Lanng’s approach is different from programming systems because he’s using a knowledge-based model that can work through issues rather than running up against the same walls. This has translated to the user experience being developed in real time rather than having to be tweaked again and again based on feedback (and, more often, complaints) about how software has inadvertently created more work rather than solved multiple problems at once.
Collaboration Between AI and Humans
Beyond Work is eliminating purposeless jobs, but it’s not replacing the valuable work that humans do. To illustrate what he means by this, Christian Lanng says, “It’s a little bit like you can try to make a self-driving car. You can go the way that Google did and try to build the perfect self-driving car that can do everything. They’re still testing and it’s still not out there. It’s now 15 years in and they’re almost there, but the last 5% is just very expensive, very hard, and always just five years away.

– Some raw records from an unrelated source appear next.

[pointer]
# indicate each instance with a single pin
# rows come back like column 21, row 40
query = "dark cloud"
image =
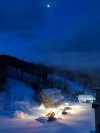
column 22, row 16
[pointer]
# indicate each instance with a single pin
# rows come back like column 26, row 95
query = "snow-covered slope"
column 18, row 93
column 18, row 104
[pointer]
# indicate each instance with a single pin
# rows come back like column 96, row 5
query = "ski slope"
column 19, row 114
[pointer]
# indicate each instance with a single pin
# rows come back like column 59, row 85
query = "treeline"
column 40, row 76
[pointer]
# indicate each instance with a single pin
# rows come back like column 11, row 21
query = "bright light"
column 48, row 6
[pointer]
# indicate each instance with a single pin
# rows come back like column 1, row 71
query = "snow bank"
column 19, row 98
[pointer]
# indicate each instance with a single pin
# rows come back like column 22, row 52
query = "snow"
column 86, row 97
column 22, row 114
column 74, row 87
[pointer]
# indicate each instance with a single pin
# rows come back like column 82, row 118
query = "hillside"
column 39, row 76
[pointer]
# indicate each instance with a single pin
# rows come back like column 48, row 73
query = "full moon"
column 48, row 6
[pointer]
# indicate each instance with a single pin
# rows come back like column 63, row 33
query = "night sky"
column 65, row 33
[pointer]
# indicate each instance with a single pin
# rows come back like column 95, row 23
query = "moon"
column 48, row 6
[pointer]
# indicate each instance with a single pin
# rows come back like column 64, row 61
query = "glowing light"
column 48, row 6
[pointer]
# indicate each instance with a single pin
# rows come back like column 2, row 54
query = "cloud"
column 22, row 17
column 78, row 48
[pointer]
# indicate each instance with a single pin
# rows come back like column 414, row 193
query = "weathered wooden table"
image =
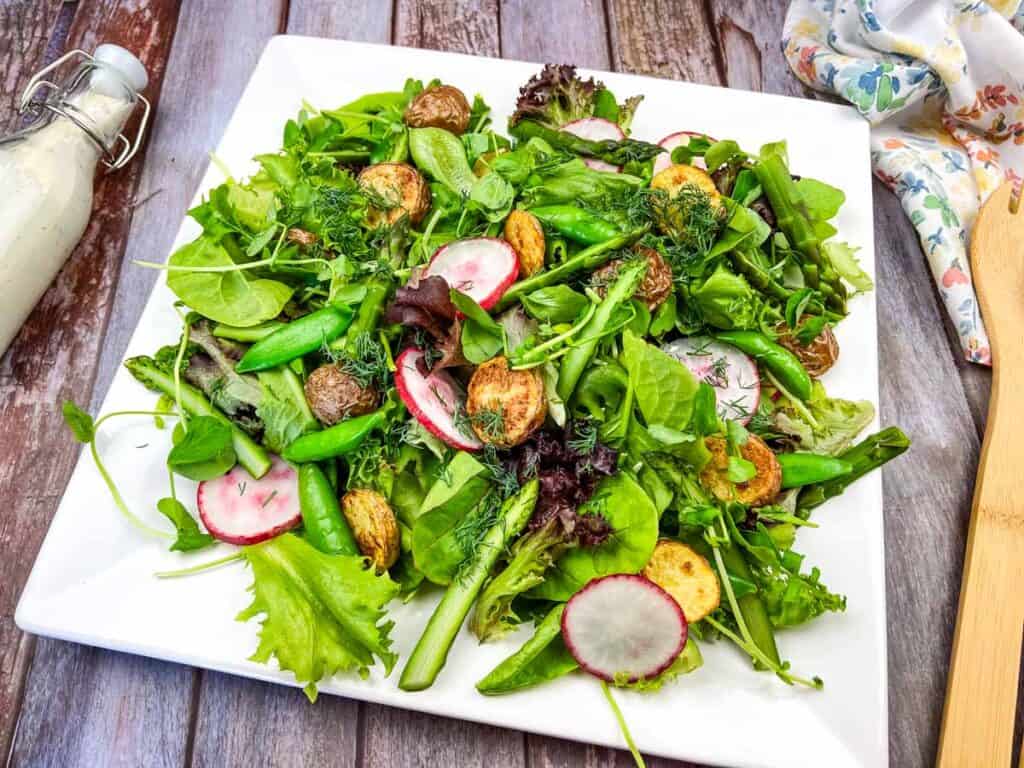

“Or you can do like Tesla, who put a car out. In the beginning, it’s OK, it can drive in the middle of the road, then it can do some more. Now it can change lanes, now it can do more and more and more. Sort of the bottom-up approach. It’s either top down or bottom up.
“I think the real-world approach that we believe in is the bottom-up approach. We don’t need AI to do everything. Let’s just do as much as we can and take the tedious work away.”
Keeping Humans at Work
Christian Lanng has defined his career by building products from scratch and he openly admits that this has led to burnout. When he looks back, he can see just how meaningless a lot of that effort was, even if he knew that it had to be done. “I think a lot of that came just also from doing work that in many ways when you really think about it is without purpose,” he says. “It’s just stuff that honestly doesn’t really serve a whole lot of points other than it’s sort of you’ve got to do it. I think for me, that was a big inspiration when I was thinking about what we wanted to do Beyond Work.”
The inspiration behind Beyond Work was partially based on his experience, but it was also about how the workforce is changing. For back-office workers in their 50s and 60s, there are going to be very few people willing to replace these jobs.
Lanng went to school for sociology, and he knows the more considerable impact behind a purposeless job. These jobs lower people’s expectations of themselves both at and outside work. They can start to think that all they’re capable of doing is going through the motions. He sees AI as a beacon that can shift the paradigm in a better direction.
Fast Paced, High Stakes
Building the best possible product was how Christian Lanng managed to make Tradeshift net a reported valuation of over $2 billion, but he knows that he’s treading in unknown waters. AI is incredibly fast-paced, with endless academic articles entering the zeitgeist and seemingly endless competitors hoping to make it to market fast enough for early adopters.
What makes Beyond Work different is the philosophy behind it, one that’s less about profit and more about what the platform can do to improve the lives of people from different backgrounds. Says Christian Lanng, “I can’t remember a time in 30 years of being in product and software that I’ve seen an evolution like this and that’s really, really interesting.”